Yeşilçam’ın hem yapımcı hem de yönetmen kimliğiyle en önemli isimlerinden Ertem Eğilmez’in hayatı, geniş kapsamlı bir kitap çalışmasına konu oldu. Gökhan Akçura, Ertem Eğilmez’in başarısını ‘insancıl’ oluşuna bağlıyor.

Başarısının sırrı insancıl oluşuydu
Ertem Eğilmez. (Fotoğraf: İBB)

Erkin Can SEYHAN

Türk sinemasının en önemli yapımcı ve yönetmenlerinden olan Ertem Eğilmez’in yaşamına ve sinema yolculuğuna dair pek çok anekdot, İBB Yayınları’nın ‘Ertem Eğilmez’ isimli kitabında buluştu. İBB Yayınlar Koordinatörü Cengiz Özkarabekir ve yayın yönetmeni Ahmet Bozkurt’un öncülüğünde Agah Özgüç, Cem Pekman ve Gökhan Akçura’nın çalışmalarının bir derlemesi olarak yayınlanan arşivlik çalışmanın editörü Deniz Demirbağ. İstanbul ve Türkiye’nin kültür-sanat belleğine önemli katkılar sunan kitap özelinde Ertem Eğilmez’in özel yönlerini, senarist ve yazar Gökhan Akçura ile konuştuk.

Öncelikle kitap fikrinin nasıl oluştuğunu anlatır mısınız? Kitap çıkmadan kısa bir süre evvel kaybettiğimiz Agah Özgüç’ün de yer aldığı özenli bir çalışma. Türk sinemasının en büyük isimlerinden birini yine Türk sinema kültürünün en önemli yazarlarından biriyle aynı kitapta anlatmış olmak nasıl bir duygu?

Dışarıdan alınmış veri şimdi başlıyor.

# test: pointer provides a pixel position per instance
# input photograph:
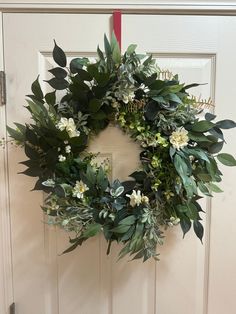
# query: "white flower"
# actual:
(128, 97)
(144, 88)
(62, 124)
(68, 149)
(145, 199)
(135, 198)
(79, 189)
(179, 138)
(69, 126)
(61, 158)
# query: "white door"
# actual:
(190, 278)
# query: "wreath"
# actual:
(178, 160)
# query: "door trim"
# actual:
(6, 272)
(195, 7)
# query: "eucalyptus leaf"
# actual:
(59, 55)
(226, 159)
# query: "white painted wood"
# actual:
(87, 281)
(6, 288)
(140, 6)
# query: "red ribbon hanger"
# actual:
(117, 25)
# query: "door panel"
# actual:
(86, 281)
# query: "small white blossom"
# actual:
(62, 124)
(179, 138)
(61, 158)
(69, 126)
(136, 198)
(145, 199)
(79, 189)
(144, 88)
(68, 149)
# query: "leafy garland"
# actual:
(178, 162)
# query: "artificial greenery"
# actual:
(178, 160)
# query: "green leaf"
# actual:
(59, 55)
(92, 230)
(214, 188)
(226, 159)
(209, 116)
(226, 124)
(31, 137)
(216, 147)
(121, 228)
(51, 98)
(84, 75)
(36, 89)
(198, 137)
(185, 224)
(192, 85)
(199, 153)
(174, 98)
(131, 49)
(151, 110)
(147, 61)
(59, 191)
(17, 135)
(202, 187)
(58, 84)
(180, 166)
(94, 105)
(139, 176)
(58, 73)
(198, 229)
(202, 126)
(77, 64)
(31, 153)
(128, 220)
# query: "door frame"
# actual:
(154, 7)
(172, 7)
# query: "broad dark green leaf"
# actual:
(36, 89)
(51, 98)
(58, 73)
(58, 84)
(202, 126)
(31, 153)
(209, 116)
(151, 110)
(216, 147)
(131, 49)
(17, 135)
(139, 176)
(185, 224)
(202, 187)
(84, 75)
(214, 188)
(59, 55)
(77, 64)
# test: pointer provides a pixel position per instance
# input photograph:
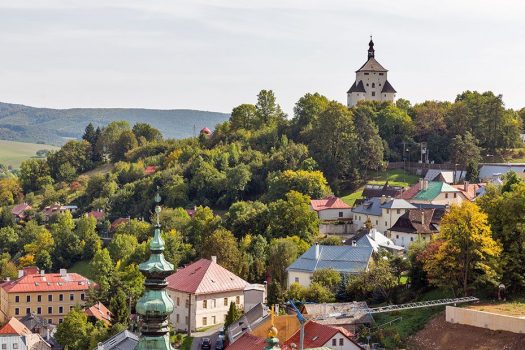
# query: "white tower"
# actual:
(371, 82)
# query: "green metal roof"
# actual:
(433, 190)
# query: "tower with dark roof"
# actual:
(371, 82)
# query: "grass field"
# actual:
(395, 177)
(13, 153)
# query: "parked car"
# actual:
(206, 344)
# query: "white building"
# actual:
(371, 82)
(202, 293)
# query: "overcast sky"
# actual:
(214, 55)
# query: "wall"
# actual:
(484, 319)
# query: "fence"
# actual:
(482, 319)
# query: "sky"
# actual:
(215, 55)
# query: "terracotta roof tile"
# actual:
(331, 202)
(205, 277)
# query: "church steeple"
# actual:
(371, 50)
(155, 306)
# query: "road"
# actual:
(210, 333)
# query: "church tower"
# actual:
(155, 306)
(371, 82)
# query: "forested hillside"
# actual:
(56, 126)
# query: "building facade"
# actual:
(371, 82)
(48, 295)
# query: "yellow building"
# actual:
(48, 295)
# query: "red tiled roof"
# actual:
(117, 222)
(316, 335)
(100, 312)
(150, 169)
(331, 202)
(205, 277)
(15, 327)
(97, 214)
(248, 342)
(34, 282)
(20, 209)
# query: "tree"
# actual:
(119, 308)
(310, 183)
(222, 244)
(233, 315)
(328, 278)
(293, 216)
(74, 332)
(466, 253)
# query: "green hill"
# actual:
(12, 153)
(56, 126)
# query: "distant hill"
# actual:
(56, 126)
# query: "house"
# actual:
(374, 190)
(57, 208)
(345, 259)
(14, 335)
(433, 192)
(99, 312)
(371, 82)
(49, 295)
(350, 316)
(331, 209)
(19, 211)
(99, 215)
(124, 340)
(378, 241)
(202, 293)
(448, 176)
(416, 223)
(382, 212)
(317, 335)
(471, 191)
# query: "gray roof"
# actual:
(397, 204)
(370, 206)
(492, 170)
(346, 259)
(124, 340)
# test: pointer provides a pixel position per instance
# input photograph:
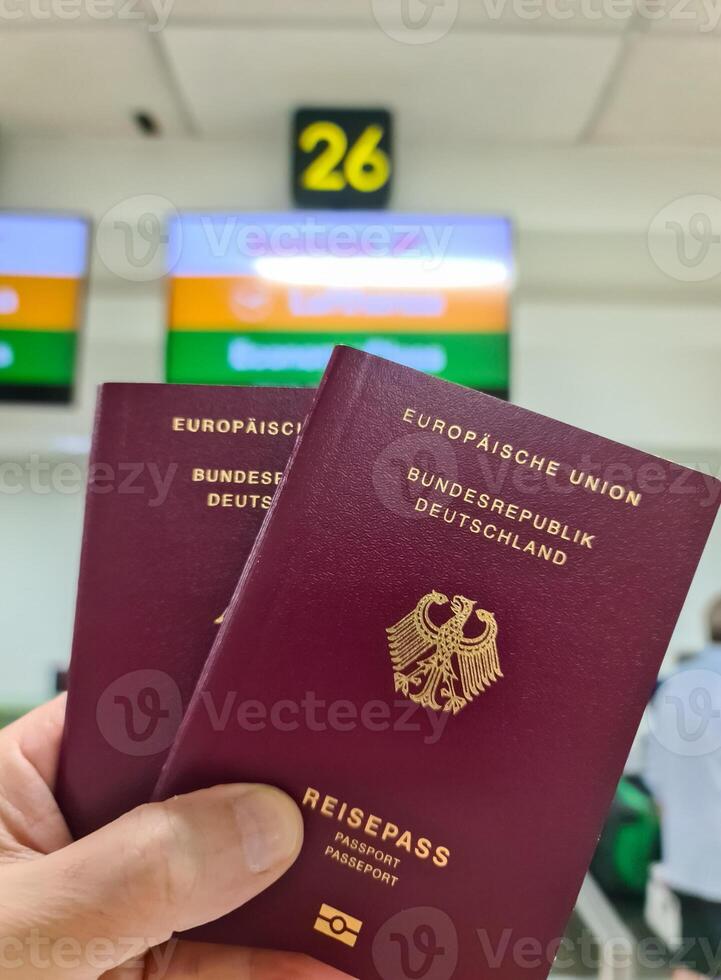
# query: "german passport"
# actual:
(441, 646)
(180, 480)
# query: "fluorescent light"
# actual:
(355, 272)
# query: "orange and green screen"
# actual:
(43, 262)
(263, 298)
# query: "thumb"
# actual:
(163, 868)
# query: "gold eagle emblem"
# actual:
(440, 667)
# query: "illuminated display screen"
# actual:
(43, 267)
(262, 298)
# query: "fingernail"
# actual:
(270, 828)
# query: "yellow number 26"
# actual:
(365, 166)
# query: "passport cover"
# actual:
(180, 479)
(441, 646)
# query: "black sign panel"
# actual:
(342, 158)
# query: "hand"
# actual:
(109, 904)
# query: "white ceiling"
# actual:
(628, 72)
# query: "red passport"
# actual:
(441, 646)
(180, 480)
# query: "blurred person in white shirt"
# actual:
(684, 774)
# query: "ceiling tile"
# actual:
(83, 80)
(666, 93)
(587, 16)
(516, 87)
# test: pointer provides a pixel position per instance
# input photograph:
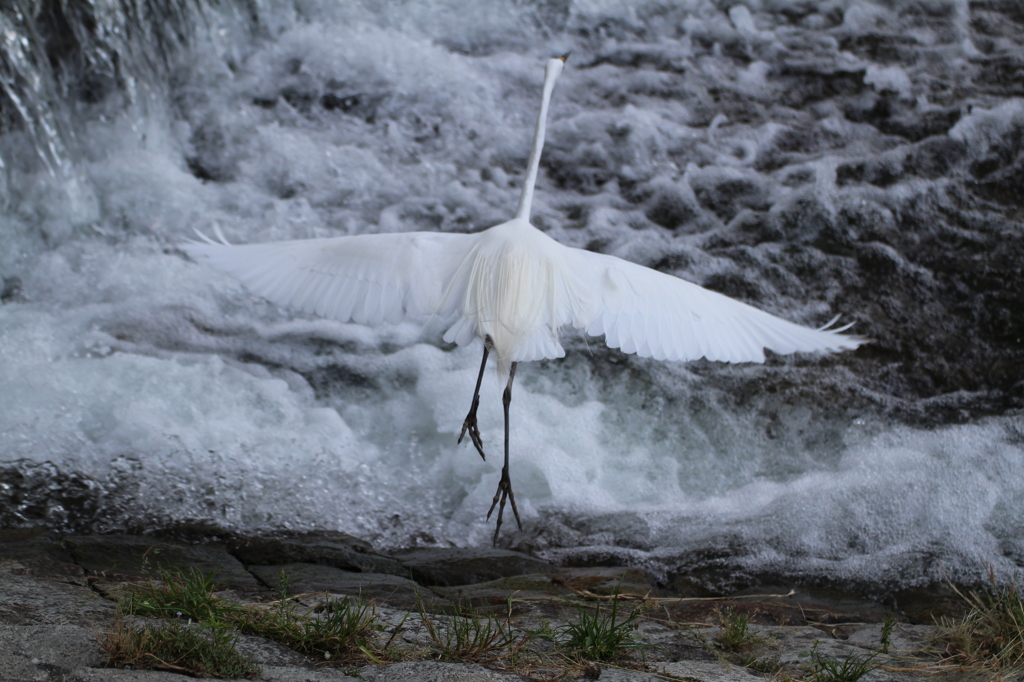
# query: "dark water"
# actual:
(811, 159)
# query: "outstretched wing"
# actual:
(657, 315)
(368, 279)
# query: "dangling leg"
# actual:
(505, 484)
(470, 423)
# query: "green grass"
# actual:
(344, 630)
(828, 669)
(602, 635)
(735, 634)
(180, 594)
(464, 635)
(178, 647)
(988, 640)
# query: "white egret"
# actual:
(514, 288)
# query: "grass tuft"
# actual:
(180, 594)
(828, 669)
(178, 647)
(989, 639)
(343, 631)
(735, 634)
(603, 636)
(465, 635)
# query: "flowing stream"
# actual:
(812, 159)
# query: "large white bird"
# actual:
(514, 288)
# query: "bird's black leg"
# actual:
(470, 423)
(505, 484)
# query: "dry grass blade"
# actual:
(177, 647)
(988, 640)
(467, 636)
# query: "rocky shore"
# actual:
(58, 596)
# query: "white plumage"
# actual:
(515, 288)
(516, 285)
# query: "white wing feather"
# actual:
(657, 315)
(368, 279)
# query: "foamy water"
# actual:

Kitap fikri, anıların kaleme alındığı döneme kadar uzanıyor. 80’lerin ortalarında Ertem Eğilmez’le çalışmaya başladım. Onun süpervizörlüğünde birçok filmin senaryosunu yazdım. Bunlardan biri de kendisinin yönettiği ‘Aşık Oldum’ filmiydi. Bu çalışmalar sırasında bazı akşamlar anılarını anlatmaya başladı. Ben de “Dur, bunları kaydedelim” dedim ve kitap fikri burada başladı. Uzun süre, parça parça, o akşam ne anlatmak isterse onu anlattı. Ama hastalığı artınca ara vermek zorunda kaldık. Daha sonra ‘Arabesk’in çekimleri ve vefatı geldi. Söyleşilerde ancak 60’ların ortalarına gelebilmiştik. Bu nedenle yarım kaldı. Bu anıların bir bölümünü Ertem Eğilmez’in ölümünün birinci yılında Güneş gazetesinde yayınladım. Ama bütününü de kitaplaştırmak istiyordum. Bunu biraz da vefa borcu gibi görüyordum. Lakin tek başına bu anıların kitaplaşması bana eksik geliyordu. Yıllarca bilgisayarımda bekleyip durdu. İBB Yayınları’ndan Ertem Eğilmez kitabı önerisi gelince ne yapabileceğimi düşünmeye başladım. Daha önce bir ‘Ertem Eğilmez’ kitabına imza atmış olan Cem Pekman’dan, Eğilmez’in sinemasına toplu bir bakış yapmasını istedim. O da özellikle popüler sinema açısından Eğilmez sinemasının farkı üzerine yoğunlaştı. Kitapta Agah Özgüç olmazsa çok eksik olur diye düşündük. Ertem Eğilmez ve Arzu Film’i hepimizden iyi tanıyordu. Filmografiyi hazırlamasını da istedik. Ne yazık ki yazılarını teslim ettikten kısa bir süre sonra onu kaybettik.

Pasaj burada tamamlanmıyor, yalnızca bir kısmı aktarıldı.